I understand that in a programming/scripting language you can do a len(resultset) . However one would expect the CMIS query language to have implemented the count(*) as part of the syntax, which should return a number as a result of the query.

1) Is this possible through CMIS queries in general and against Alfresco specific?
2) If not will the "select count(*)" be added to the CMIS query language?

Kind regards,

Alex

jpotts
World-Class Innovator
World-Class Innovator
There are a number of things you can do in SQL that you cannot do in CMIS Query Language. I do not think COUNT is part of the 1.0 spec. You could check with OASIS to see if support for COUNT is planned for 1.1. If not, you could raise an issue with the CMIS Technical Committee.

Jeff

paul_price
Champ in-the-making
Champ in-the-making
Mentioned in this comment ("There are a number of things you can do in SQL"), this is what I am looking for. I have a huge collection of docs (~.5 Million) that I would like to get counts by date and State_Code (part of my content model). I desperately want to use SQL rather than SOLR because I can access the production databases much easier than other machines in that environment (plus I'm a DBA, so SQL rules).

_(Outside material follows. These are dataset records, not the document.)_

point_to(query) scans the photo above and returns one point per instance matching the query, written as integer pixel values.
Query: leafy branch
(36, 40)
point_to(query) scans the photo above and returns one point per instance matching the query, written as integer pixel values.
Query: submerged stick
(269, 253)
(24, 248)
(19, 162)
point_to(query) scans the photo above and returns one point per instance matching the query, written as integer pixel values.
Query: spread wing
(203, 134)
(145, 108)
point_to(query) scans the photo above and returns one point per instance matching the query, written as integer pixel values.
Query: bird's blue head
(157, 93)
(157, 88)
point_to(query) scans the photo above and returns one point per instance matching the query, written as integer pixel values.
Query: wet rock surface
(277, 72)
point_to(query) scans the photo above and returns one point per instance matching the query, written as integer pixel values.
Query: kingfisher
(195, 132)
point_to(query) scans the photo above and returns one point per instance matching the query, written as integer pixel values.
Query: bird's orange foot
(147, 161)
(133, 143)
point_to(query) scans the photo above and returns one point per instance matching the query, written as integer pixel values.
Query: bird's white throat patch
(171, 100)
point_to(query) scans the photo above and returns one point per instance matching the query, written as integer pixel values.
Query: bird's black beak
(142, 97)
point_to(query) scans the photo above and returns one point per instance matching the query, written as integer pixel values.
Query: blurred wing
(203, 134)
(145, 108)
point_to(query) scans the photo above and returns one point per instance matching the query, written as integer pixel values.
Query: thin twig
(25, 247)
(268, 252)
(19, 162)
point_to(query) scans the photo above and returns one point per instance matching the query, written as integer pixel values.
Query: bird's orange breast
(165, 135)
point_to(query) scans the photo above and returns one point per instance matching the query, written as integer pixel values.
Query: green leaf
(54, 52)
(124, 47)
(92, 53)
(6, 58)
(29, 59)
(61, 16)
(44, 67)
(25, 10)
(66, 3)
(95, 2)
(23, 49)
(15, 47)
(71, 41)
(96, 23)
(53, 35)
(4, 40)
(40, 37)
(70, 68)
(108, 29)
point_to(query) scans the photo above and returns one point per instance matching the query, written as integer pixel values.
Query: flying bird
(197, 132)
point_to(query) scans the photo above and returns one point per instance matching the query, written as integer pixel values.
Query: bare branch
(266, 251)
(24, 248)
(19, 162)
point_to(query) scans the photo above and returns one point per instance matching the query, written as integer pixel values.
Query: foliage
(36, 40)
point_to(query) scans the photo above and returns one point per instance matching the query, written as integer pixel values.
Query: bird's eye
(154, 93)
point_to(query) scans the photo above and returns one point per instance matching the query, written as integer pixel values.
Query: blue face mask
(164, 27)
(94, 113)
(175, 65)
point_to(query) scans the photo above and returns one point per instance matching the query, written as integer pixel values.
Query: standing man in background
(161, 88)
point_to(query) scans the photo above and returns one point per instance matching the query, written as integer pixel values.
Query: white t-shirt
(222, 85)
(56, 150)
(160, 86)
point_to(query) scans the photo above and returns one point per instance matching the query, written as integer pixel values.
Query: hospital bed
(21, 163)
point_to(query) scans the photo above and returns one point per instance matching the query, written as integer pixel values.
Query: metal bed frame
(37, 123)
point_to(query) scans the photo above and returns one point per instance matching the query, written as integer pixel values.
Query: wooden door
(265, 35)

So can you (or someone else) point me to some hints/wiki for doing this type of query?

My environment: Alfresco Enterprise 4.1.8 on Linux, using SQL Server 2012 database. I will be moving to 4.2 in the near future, so the ultimate solution needs to run in 4.2.

Thanks for any help.

alexr
Champ in-the-making
Champ in-the-making
Thanks Jeff for the quick response. I will check the cmis 1.1 specs @Oasis.

Kind regards,

Alex

andy
Champ on-the-rise
Champ on-the-rise
Hi

Some of your use cases will be supported when we expose SOLR faceting.